The mayor received the baseball-bat-turned-cane as a gift Sunday from Gary and Lynne Smith, longtime friends whose devotion to the Red Sox stands out even in a city as baseball crazy as Boston. The couple’s home in Wellesley sports a bathroom decorated with a mural of Fenway Park, a sink painted like a baseball, and Yankees toilet paper.
The Red Sox honored Lynne Smith as the team’s most loyal fan. She goes to ballgames wearing a hat topped with a replica of Fenway Park, Citgo sign included.
“Most people know me as the Fenway hat lady,” she said.
This year, the Smiths attended all 16 Red Sox playoff games, home and away. At a game in Detroit, they sat in Comerica Park near a man with a cane crafted from a baseball bat. The Smiths thought of Menino.
“You know how sometimes something just clicks?” Smith said. “Gary, my husband, and I looked at each other and said, ‘This is perfect.’ ”
The mayor had been treating his old black cane like an unwanted appendage, a curse that slowed him in the waning months of his 20-year run at City Hall.
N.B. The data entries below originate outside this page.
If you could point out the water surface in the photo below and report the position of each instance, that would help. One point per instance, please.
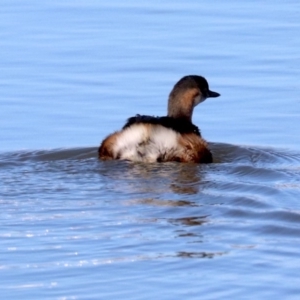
(73, 227)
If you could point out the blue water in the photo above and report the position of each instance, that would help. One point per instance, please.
(73, 227)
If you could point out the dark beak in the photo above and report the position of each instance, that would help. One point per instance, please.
(211, 94)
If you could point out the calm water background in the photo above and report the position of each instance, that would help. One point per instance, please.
(72, 227)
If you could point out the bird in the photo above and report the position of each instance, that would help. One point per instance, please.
(171, 138)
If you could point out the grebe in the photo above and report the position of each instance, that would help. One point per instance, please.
(160, 139)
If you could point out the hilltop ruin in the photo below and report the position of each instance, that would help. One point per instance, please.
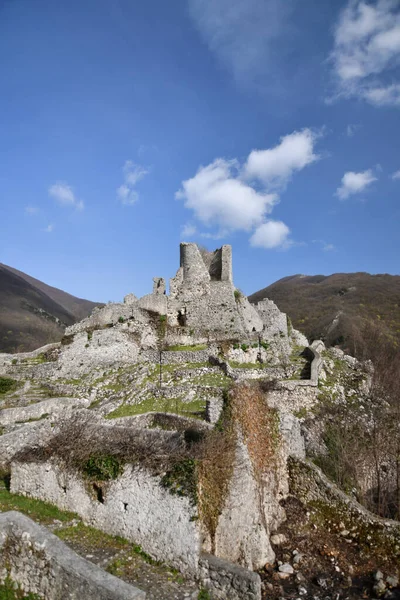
(170, 419)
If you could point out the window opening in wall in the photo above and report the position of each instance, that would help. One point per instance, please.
(182, 317)
(99, 493)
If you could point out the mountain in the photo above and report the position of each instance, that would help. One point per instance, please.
(330, 307)
(32, 313)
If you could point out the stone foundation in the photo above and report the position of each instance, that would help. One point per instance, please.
(41, 564)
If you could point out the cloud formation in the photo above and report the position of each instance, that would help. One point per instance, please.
(65, 196)
(188, 231)
(243, 34)
(133, 173)
(270, 234)
(355, 183)
(352, 129)
(219, 198)
(367, 51)
(31, 210)
(275, 166)
(234, 197)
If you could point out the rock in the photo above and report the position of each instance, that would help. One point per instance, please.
(392, 581)
(302, 591)
(278, 538)
(286, 568)
(322, 582)
(298, 558)
(380, 588)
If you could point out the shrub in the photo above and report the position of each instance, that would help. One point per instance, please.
(7, 385)
(103, 468)
(238, 295)
(66, 340)
(181, 479)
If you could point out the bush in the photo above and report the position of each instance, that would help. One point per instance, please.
(103, 468)
(238, 295)
(7, 385)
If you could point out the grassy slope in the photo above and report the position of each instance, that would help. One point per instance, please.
(313, 302)
(29, 309)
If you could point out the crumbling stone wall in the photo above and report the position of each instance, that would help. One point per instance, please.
(134, 506)
(41, 564)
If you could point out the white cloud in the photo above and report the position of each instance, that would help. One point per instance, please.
(219, 198)
(275, 166)
(133, 173)
(270, 234)
(188, 231)
(367, 51)
(328, 247)
(65, 196)
(230, 196)
(244, 33)
(31, 210)
(352, 129)
(354, 183)
(325, 246)
(384, 96)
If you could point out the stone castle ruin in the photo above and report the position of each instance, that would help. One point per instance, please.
(143, 382)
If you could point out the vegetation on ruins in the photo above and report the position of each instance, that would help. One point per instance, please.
(8, 385)
(314, 302)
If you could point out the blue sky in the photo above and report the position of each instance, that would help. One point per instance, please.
(127, 127)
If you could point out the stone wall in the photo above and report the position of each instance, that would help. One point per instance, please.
(332, 508)
(225, 580)
(41, 564)
(135, 506)
(36, 411)
(250, 512)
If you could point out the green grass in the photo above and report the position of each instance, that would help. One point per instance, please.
(42, 512)
(8, 385)
(183, 348)
(215, 379)
(170, 405)
(8, 592)
(154, 373)
(89, 538)
(236, 365)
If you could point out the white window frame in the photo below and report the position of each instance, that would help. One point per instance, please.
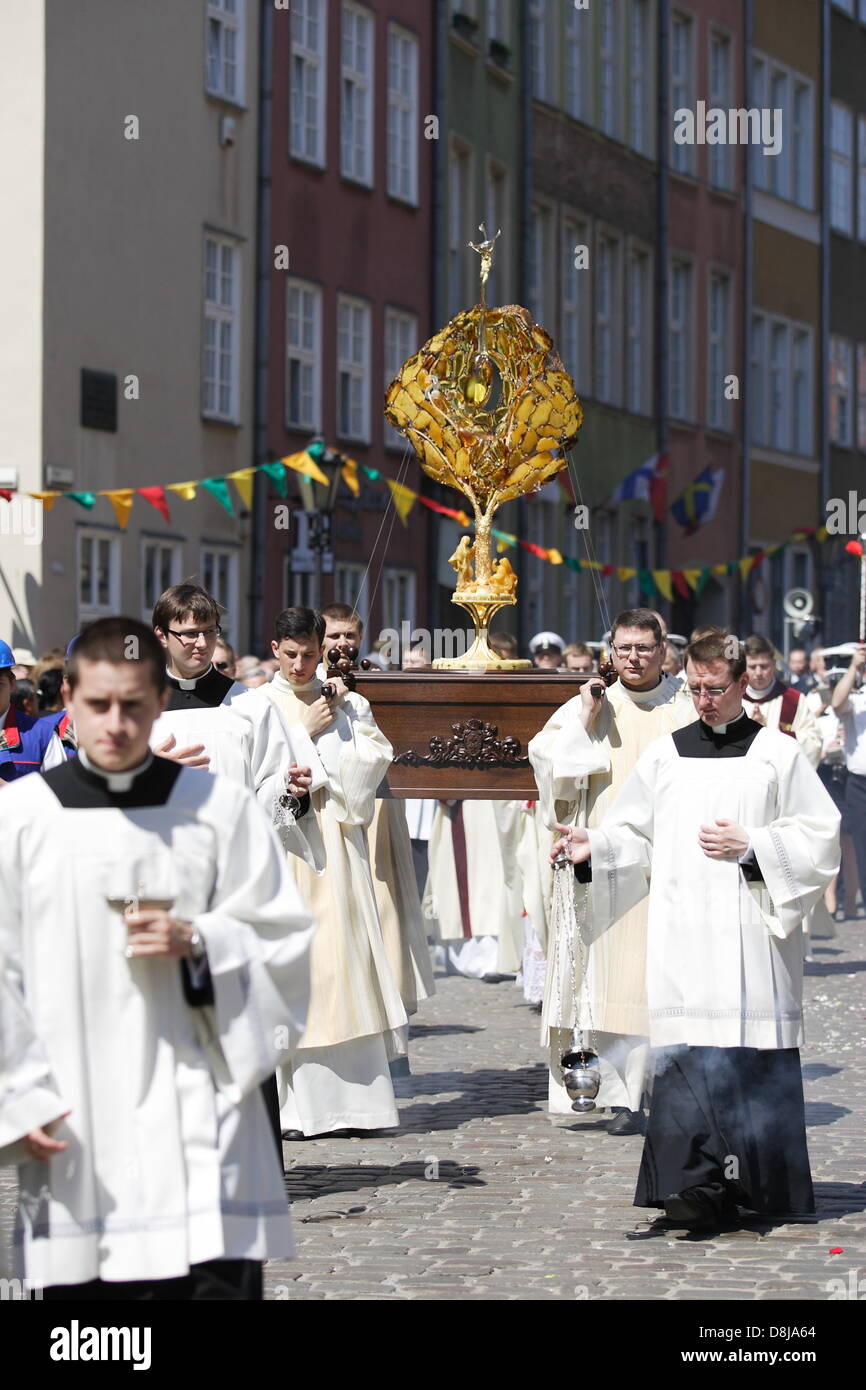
(91, 608)
(401, 342)
(309, 78)
(841, 388)
(221, 314)
(720, 157)
(608, 319)
(402, 180)
(355, 369)
(307, 356)
(717, 349)
(175, 551)
(356, 159)
(680, 327)
(841, 167)
(224, 594)
(681, 88)
(218, 13)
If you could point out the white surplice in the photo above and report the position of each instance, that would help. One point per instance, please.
(578, 777)
(356, 1016)
(723, 955)
(170, 1155)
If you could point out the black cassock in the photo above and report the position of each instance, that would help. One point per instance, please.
(729, 1118)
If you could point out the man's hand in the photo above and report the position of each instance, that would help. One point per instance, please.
(191, 756)
(576, 844)
(319, 715)
(298, 780)
(724, 840)
(153, 931)
(39, 1143)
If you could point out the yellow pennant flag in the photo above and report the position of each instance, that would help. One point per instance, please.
(305, 463)
(243, 481)
(184, 489)
(662, 578)
(403, 499)
(349, 476)
(121, 501)
(46, 498)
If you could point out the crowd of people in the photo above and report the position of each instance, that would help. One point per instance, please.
(216, 922)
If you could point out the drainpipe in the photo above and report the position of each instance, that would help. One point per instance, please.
(263, 306)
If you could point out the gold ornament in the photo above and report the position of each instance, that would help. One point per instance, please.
(489, 410)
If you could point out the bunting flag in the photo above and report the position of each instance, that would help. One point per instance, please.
(121, 501)
(403, 499)
(156, 496)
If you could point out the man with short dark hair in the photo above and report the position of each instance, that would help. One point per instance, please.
(729, 830)
(157, 969)
(581, 758)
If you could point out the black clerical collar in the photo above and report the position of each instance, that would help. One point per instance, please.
(81, 787)
(209, 688)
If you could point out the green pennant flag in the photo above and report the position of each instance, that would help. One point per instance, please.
(277, 474)
(218, 489)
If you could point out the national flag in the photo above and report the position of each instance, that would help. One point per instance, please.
(697, 503)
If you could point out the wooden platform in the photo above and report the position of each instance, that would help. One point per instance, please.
(464, 734)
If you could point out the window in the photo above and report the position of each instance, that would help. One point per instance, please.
(609, 47)
(307, 81)
(356, 93)
(841, 392)
(401, 342)
(577, 46)
(160, 569)
(97, 576)
(303, 356)
(841, 168)
(348, 580)
(862, 396)
(638, 70)
(717, 357)
(680, 349)
(781, 384)
(459, 227)
(220, 578)
(720, 96)
(398, 598)
(681, 156)
(221, 357)
(352, 369)
(225, 49)
(637, 348)
(608, 385)
(402, 114)
(496, 214)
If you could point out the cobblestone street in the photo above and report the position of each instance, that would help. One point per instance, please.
(483, 1196)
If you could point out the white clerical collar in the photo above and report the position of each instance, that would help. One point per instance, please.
(116, 781)
(191, 684)
(723, 729)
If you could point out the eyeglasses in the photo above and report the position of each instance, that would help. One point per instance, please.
(641, 648)
(192, 637)
(713, 691)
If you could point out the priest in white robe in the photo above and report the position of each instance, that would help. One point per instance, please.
(157, 957)
(729, 830)
(339, 1079)
(581, 759)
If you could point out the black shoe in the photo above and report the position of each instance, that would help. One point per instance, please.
(701, 1208)
(627, 1122)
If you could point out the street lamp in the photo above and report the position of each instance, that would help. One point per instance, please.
(319, 501)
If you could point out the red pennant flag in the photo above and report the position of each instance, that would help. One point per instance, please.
(156, 496)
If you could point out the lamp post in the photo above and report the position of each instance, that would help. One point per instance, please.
(319, 501)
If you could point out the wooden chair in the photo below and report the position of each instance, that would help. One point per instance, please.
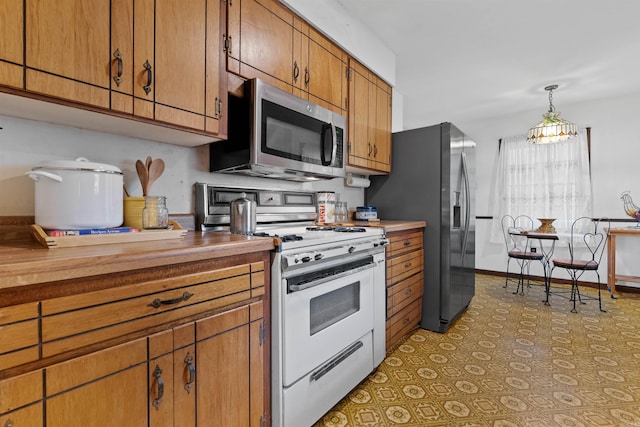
(518, 249)
(586, 246)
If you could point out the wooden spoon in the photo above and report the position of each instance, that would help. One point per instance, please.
(143, 175)
(155, 170)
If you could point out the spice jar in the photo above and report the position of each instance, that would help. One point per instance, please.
(155, 214)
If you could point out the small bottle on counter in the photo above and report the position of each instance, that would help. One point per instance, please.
(342, 214)
(155, 214)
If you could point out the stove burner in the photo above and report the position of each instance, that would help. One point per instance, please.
(290, 237)
(349, 230)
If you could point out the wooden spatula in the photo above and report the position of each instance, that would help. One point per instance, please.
(156, 168)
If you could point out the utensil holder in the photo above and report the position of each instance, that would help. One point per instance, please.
(132, 211)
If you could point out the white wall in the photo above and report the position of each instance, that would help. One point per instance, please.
(26, 143)
(615, 151)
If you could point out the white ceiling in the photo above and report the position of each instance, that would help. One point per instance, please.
(461, 60)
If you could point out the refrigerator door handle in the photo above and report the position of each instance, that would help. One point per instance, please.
(467, 203)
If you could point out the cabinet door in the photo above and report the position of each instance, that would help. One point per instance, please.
(184, 376)
(359, 144)
(223, 354)
(327, 73)
(102, 389)
(382, 129)
(216, 85)
(179, 76)
(68, 49)
(143, 58)
(11, 46)
(24, 392)
(260, 38)
(121, 70)
(369, 120)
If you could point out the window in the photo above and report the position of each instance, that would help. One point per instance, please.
(543, 180)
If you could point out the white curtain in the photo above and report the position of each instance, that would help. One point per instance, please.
(543, 181)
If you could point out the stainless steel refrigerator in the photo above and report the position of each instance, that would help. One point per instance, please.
(433, 179)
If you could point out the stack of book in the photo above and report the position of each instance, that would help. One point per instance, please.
(91, 231)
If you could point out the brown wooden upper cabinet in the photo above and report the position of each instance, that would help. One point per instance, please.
(369, 120)
(266, 40)
(159, 60)
(11, 46)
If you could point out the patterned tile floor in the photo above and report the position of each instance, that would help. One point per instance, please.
(509, 360)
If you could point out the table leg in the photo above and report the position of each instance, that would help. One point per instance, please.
(611, 265)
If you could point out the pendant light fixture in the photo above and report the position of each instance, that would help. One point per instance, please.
(552, 128)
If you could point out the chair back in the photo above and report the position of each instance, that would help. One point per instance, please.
(512, 231)
(590, 235)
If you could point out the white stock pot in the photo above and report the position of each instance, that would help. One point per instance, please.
(77, 194)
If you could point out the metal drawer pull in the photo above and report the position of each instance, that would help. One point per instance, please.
(192, 372)
(296, 71)
(147, 87)
(158, 302)
(118, 77)
(157, 374)
(336, 361)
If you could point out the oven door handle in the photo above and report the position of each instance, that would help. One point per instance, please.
(336, 361)
(314, 283)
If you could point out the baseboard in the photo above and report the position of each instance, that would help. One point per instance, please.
(619, 288)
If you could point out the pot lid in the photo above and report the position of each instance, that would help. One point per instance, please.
(80, 164)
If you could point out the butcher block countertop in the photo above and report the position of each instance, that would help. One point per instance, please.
(24, 262)
(390, 225)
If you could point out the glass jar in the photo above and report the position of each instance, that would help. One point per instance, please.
(155, 214)
(342, 214)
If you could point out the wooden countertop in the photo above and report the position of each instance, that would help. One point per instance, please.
(393, 225)
(25, 262)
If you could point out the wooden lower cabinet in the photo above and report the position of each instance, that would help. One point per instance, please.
(203, 366)
(405, 282)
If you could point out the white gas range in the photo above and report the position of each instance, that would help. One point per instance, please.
(328, 299)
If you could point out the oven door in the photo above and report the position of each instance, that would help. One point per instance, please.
(323, 316)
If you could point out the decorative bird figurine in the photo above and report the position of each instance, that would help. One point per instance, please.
(630, 208)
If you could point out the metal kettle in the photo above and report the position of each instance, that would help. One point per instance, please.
(243, 215)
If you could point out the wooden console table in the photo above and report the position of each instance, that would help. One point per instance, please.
(611, 256)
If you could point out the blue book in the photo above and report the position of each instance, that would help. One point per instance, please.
(91, 231)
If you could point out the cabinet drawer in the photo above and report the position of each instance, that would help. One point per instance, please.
(404, 242)
(404, 293)
(19, 332)
(403, 266)
(80, 320)
(403, 322)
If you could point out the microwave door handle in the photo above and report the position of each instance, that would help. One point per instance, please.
(326, 144)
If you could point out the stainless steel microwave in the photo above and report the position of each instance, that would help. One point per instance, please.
(275, 134)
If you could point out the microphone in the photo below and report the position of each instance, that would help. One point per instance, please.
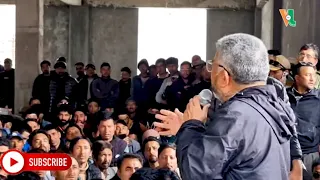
(205, 97)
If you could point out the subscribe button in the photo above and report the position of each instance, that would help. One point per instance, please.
(14, 162)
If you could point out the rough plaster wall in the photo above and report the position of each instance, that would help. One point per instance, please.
(114, 38)
(233, 4)
(56, 32)
(307, 29)
(267, 24)
(224, 22)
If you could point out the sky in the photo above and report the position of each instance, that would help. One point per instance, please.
(7, 32)
(163, 33)
(171, 32)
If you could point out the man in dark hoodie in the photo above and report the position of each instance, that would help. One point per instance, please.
(305, 102)
(84, 89)
(248, 137)
(80, 71)
(62, 86)
(105, 89)
(7, 85)
(40, 89)
(141, 85)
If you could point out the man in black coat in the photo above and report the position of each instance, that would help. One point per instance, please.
(248, 136)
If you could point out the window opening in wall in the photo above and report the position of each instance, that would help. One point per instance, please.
(7, 33)
(171, 32)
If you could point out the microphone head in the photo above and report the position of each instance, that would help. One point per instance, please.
(205, 97)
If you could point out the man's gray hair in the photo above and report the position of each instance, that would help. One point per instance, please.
(245, 57)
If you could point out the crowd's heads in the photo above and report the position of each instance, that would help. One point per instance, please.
(102, 154)
(150, 148)
(45, 66)
(60, 67)
(80, 148)
(79, 68)
(240, 60)
(128, 164)
(154, 174)
(71, 174)
(7, 64)
(125, 73)
(143, 66)
(309, 53)
(105, 69)
(305, 75)
(39, 139)
(172, 65)
(167, 156)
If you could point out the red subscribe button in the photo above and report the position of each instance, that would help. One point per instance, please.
(15, 162)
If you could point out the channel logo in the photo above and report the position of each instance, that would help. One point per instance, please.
(15, 162)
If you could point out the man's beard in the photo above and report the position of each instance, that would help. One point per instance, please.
(215, 94)
(80, 73)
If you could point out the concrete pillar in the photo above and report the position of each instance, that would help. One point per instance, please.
(79, 32)
(267, 24)
(114, 38)
(305, 14)
(224, 22)
(29, 48)
(56, 32)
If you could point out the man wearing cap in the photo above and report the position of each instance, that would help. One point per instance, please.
(62, 86)
(141, 85)
(85, 84)
(80, 70)
(16, 141)
(7, 85)
(279, 68)
(172, 66)
(40, 89)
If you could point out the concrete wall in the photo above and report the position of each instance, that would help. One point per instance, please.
(92, 35)
(267, 24)
(224, 22)
(307, 29)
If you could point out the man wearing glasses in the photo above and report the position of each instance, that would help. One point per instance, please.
(279, 68)
(248, 137)
(310, 53)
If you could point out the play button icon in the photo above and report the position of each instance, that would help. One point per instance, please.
(12, 162)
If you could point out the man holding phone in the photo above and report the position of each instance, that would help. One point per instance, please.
(279, 68)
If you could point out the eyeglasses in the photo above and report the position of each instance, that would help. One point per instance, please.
(302, 55)
(276, 64)
(209, 67)
(305, 63)
(316, 175)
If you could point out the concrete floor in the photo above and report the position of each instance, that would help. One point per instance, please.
(97, 32)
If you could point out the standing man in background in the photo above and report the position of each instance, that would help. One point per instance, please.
(7, 85)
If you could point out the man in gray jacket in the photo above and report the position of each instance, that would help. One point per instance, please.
(248, 136)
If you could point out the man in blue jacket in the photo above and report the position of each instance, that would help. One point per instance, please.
(248, 137)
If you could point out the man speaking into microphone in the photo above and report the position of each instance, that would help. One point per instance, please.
(247, 136)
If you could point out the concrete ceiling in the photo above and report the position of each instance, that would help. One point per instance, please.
(220, 4)
(232, 4)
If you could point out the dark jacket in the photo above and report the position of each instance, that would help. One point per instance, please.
(61, 87)
(119, 147)
(295, 148)
(106, 90)
(141, 92)
(124, 94)
(40, 89)
(246, 138)
(178, 95)
(306, 107)
(82, 89)
(93, 172)
(7, 88)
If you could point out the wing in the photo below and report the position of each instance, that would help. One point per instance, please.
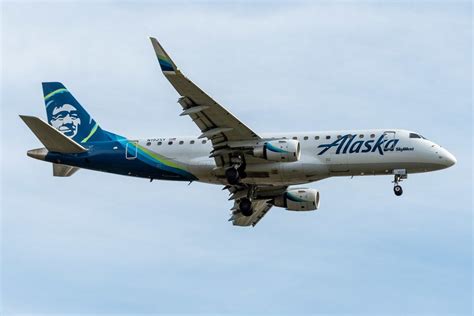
(215, 122)
(261, 202)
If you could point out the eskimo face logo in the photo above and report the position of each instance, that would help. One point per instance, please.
(65, 118)
(347, 145)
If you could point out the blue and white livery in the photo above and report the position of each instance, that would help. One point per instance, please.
(259, 170)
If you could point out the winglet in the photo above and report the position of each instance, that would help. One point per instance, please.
(165, 61)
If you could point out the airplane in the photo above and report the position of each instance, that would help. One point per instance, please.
(259, 170)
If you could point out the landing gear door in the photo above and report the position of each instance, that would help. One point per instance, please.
(388, 135)
(131, 150)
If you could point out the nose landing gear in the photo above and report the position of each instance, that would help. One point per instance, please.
(397, 189)
(399, 175)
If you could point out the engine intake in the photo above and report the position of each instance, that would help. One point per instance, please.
(298, 200)
(282, 150)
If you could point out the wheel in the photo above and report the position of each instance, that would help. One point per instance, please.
(398, 190)
(245, 207)
(232, 175)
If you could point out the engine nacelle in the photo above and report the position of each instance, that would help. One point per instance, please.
(298, 200)
(282, 150)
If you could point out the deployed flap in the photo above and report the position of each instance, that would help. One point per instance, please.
(214, 121)
(52, 139)
(60, 170)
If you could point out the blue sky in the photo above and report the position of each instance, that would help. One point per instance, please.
(99, 243)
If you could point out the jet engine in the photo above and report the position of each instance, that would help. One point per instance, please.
(298, 200)
(282, 150)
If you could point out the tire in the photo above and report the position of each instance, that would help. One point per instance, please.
(245, 207)
(398, 190)
(232, 176)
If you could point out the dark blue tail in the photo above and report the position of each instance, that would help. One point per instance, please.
(69, 117)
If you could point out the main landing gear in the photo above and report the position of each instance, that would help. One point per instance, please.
(235, 173)
(245, 207)
(399, 175)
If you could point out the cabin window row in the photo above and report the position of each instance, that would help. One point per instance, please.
(181, 142)
(329, 137)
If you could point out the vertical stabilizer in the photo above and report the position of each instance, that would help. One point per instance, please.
(68, 116)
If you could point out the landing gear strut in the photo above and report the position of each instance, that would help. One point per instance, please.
(232, 175)
(245, 207)
(399, 175)
(235, 173)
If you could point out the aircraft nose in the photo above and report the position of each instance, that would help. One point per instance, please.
(450, 159)
(447, 158)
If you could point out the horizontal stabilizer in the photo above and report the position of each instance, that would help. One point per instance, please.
(60, 170)
(52, 139)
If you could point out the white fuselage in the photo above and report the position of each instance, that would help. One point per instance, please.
(323, 155)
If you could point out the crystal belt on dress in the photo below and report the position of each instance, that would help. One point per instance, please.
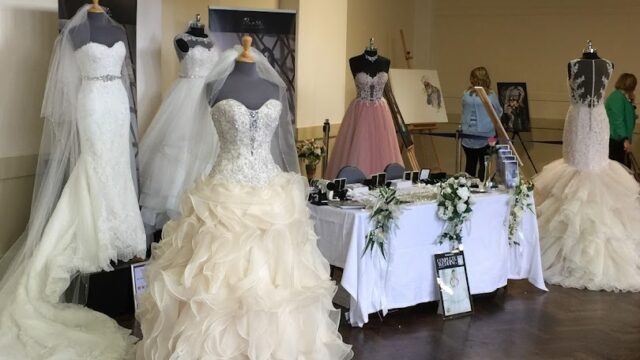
(103, 78)
(191, 76)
After a series of illnesses, Menino needed help walking. Victoria Reggie Kennedy had given the mayor a cane used by her late husband, Senator Edward M. Kennedy, but it was the wrong fit.
“I wish I could use Senator Kennedy’s cane, but it was about 4 inches too tall for me,” Menino said.
“It’s an honor to have his cane, but it’s just not the right size.”
Then the Red Sox won the World Series.
Lynne Smith and her husband spent $72.95 on a cane from baseballbatcane.com, a one-man company run out of the Florida garage of Rick Just, a retired firefighter from Coral Gables.
Just gets Little League-sized bats from Louisville Slugger and affixes the maple handle and rubber stoppers.
“What I’ve found with older people is they are very self-
conscious about getting their first cane,” Just said. “They don’t want one.
“But people love these because they are so different. They are conversation pieces.”
The Smiths surprised Menino with his cane Sunday.
“His eyes just lit up when we gave it to him,” Lynne Smith said.
The cane sparked conversation when the retiring mayor used it at a press conference to announce his new job at Boston University earlier in the week.
And on Friday, when Menino took his seat for the playground ribbon cutting, he held the cane like a king’s scepter. He balanced his forearm on the curve of the handle as he listened to children sing. The crowd could read the engraving on the barrel.
“Mayor Tom Menino
World Series Champs
2004, 2007, 2013”
Menino held the bat aloft to show it off to an admirer, pointing at each of the three years.
“The three years I was mayor,” he said.